On Editing and Rewriting A Script
A myth of perfection and a whole lot of ways you can impress your friends
For the past few weeks, I’ve been rewriting a pilot for a TV SHOW. While I can’t speak about the details due to the massive and frankly multi-million dollar deal I am working on with a big time studio who has agreed* to purchase the project as soon as it’s done, I would like to write about the process of rewriting, both for my own edification and because I feel like it might be useful for others.
In truth, the script is an idea I’ve been developing and writing for the past year. I’m making a big push to edit it so that I can use it as a writing sample to get a writing job and/or sell it and/or impress my friends (see below photo) by sending them a document that has 50+ pages of words written by me.
Here’s another way to impress your friends, according to the super practical article on the super useful website Wikihow called “How To Impress Your Friends” In this setup, you impress your friends by showing them that this time, you did NOT put glue on your hands before placing them on your head!
I started this with a mostly written pilot script of the show. It came in at 43 pages and was largely a mess, that is to say it needed a lot of work. So, here’s what I did:
Review the current script
Identify new stuff to write
Break down ‘new stuff’ into scenes
Write each scene on a notecard
Handwrite each scene quickly
Staple or paperclip each scene to that notecard
Type out each newly written scene into a single, new document
Massage the new scenes into the existing script
That’s as far as I’ve gotten, and dare I say that’s pretty damn far. And yet, I’m nowhere near done. In fact, the next step will be to rinse and repeat: start back at the “review” stage and go back through, note what needs adding, rewriting, etc, then I need to do those specific things, integrate, and, most likely, rinse and repeat once more.
This one’s called “Do a dance move while your friend floats inside of the see through Pokeball you brought with you!”
Writing is Rewriting
I’ve always hated when people would say ‘writing is rewriting.” It felt like they had solved some riddle and were so smug about letting me in on the secret. Though maybe that just means I have a big ol’ chip on my shoulder and don’t like being told what to do. Which is true - I don’t.
And yet here I am sharing what I do with others, hoping it might help. Life is a strange paradox full of psychological blind spots. Tight.
I’ve been thinking about that lately, how most cliche quotes are true, we just are too hardened by reality to really hear them, to let them in. Neil Gaiman mentions this in his book “American Gods” - he says we don’t let everything in as a defense mechanism so that we can go on living. Otherwise, we’d be crawled up in balls of fear or joy or tears or soy.
That’s right, I said soy. It was a joke, done for the rhyme.
Anyways. We let the quotes float on by, because we must. Or maybe because they are bullshit.

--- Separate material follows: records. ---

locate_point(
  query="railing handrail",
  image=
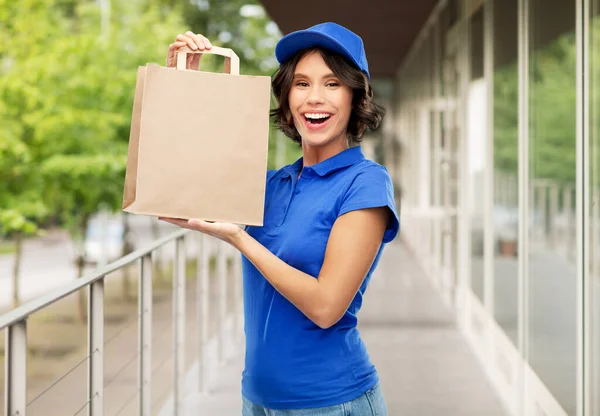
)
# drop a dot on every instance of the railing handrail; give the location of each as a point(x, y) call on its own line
point(34, 305)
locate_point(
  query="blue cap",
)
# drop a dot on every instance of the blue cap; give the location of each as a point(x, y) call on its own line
point(330, 36)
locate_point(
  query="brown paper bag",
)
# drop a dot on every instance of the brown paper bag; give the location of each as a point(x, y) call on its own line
point(198, 143)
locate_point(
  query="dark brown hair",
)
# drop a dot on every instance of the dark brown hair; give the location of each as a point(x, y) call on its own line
point(365, 113)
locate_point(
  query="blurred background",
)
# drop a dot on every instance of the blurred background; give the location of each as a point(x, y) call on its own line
point(67, 77)
point(489, 301)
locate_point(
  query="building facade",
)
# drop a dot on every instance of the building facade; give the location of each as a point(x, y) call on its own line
point(492, 138)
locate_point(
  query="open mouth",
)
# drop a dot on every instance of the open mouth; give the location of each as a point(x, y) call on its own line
point(316, 118)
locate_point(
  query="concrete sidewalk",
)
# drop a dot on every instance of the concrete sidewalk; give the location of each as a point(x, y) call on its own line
point(425, 365)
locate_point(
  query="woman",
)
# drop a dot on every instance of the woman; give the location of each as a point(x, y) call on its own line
point(327, 218)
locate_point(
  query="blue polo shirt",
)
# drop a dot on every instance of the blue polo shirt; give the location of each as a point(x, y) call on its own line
point(291, 363)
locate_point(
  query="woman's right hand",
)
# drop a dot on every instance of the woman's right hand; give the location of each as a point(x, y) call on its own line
point(193, 41)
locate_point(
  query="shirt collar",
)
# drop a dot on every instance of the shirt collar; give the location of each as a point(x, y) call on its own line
point(342, 160)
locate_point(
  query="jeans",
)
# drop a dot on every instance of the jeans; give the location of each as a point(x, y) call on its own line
point(371, 403)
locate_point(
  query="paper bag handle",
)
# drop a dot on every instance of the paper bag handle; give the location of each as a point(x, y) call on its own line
point(232, 62)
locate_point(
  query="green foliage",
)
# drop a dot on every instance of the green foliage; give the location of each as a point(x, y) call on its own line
point(67, 76)
point(552, 113)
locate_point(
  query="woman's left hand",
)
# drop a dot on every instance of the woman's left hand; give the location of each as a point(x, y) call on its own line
point(221, 230)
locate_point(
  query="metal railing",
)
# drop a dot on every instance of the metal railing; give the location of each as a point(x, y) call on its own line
point(15, 323)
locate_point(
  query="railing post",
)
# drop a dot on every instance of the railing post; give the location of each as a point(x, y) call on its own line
point(16, 369)
point(222, 297)
point(239, 293)
point(96, 348)
point(179, 327)
point(145, 335)
point(202, 308)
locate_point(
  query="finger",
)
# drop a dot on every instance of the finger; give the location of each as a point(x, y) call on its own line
point(175, 221)
point(176, 45)
point(189, 41)
point(197, 39)
point(206, 42)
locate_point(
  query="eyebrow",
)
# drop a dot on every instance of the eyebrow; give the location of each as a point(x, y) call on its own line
point(300, 75)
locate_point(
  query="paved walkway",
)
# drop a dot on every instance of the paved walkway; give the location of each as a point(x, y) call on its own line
point(425, 365)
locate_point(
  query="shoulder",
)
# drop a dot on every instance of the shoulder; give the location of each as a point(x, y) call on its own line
point(371, 187)
point(372, 179)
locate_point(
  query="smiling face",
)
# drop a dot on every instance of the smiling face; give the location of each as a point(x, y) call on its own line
point(319, 103)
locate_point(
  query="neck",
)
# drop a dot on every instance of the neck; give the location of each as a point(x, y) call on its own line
point(311, 155)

Or maybe they’re both. Both are true, lolz.
Anyways. The tangents are hitting hard tonight, Charlie.
To tell you the truth, I find solace in the idea that writing is rewriting, because it means that writing can suck. It meant that when I was handwriting each scene - the part of the process I hate the most - I could take the pressure off of myself just a little bit, since I knew that later I’d be able edit and change and delete most of it. And that’s okay. It’s better than okay, it’s great! That’s a nice thing, to know and trust in the future you to clean this shit up.
Anyways, I’m rambling and probably not going to edit this much since this is mostly for me and perhaps works better if I stick to the stream of consh style I’m developing here, thus negating everything I’ve been talking about above.
If you’re still reading, bless your heart.
This one of course is “rip your friends arms off of his body!”
Some takeaways (back to the writing)
Here’s a few takeaways from the process that I am likely to forget if I don’t write them down:
Clarify the steps:
The script itself is a black hole hurricane of imperfection - it will suck you in and never let you go UNLESS you can clarify, with precision, what exactly needs to get done to get from here to there. Outlining the steps and then doing each of the step, one by one, made the process way less miserable. Keep doing that!
Similar to the above, remembering that when you’re doing step 2, you don’t need to be worrying about step 5. Trust the steps. Trust the process. **
Postpone the need to ‘fix’:
Since I’m a classic, bonafide Man™, I like to fix things such as cars, my partner’s problems, and my scripts. This is almost never a good thing, especially not when moving through the stages of rewriting. This morning, I felt such strong and violent pangs of “FIX THIS” as I worked to integrate the scenes I had written into the existing script. This was not fun, and more importantly it just wasn’t helpful. So I postponed that need and kept doing the simple part of the process I had set out to do - integrate the scenes. Future me can handle the edit, at least that’s my hope.
Writing is rewriting which ends up also being writing which in turn becomes more rewriting.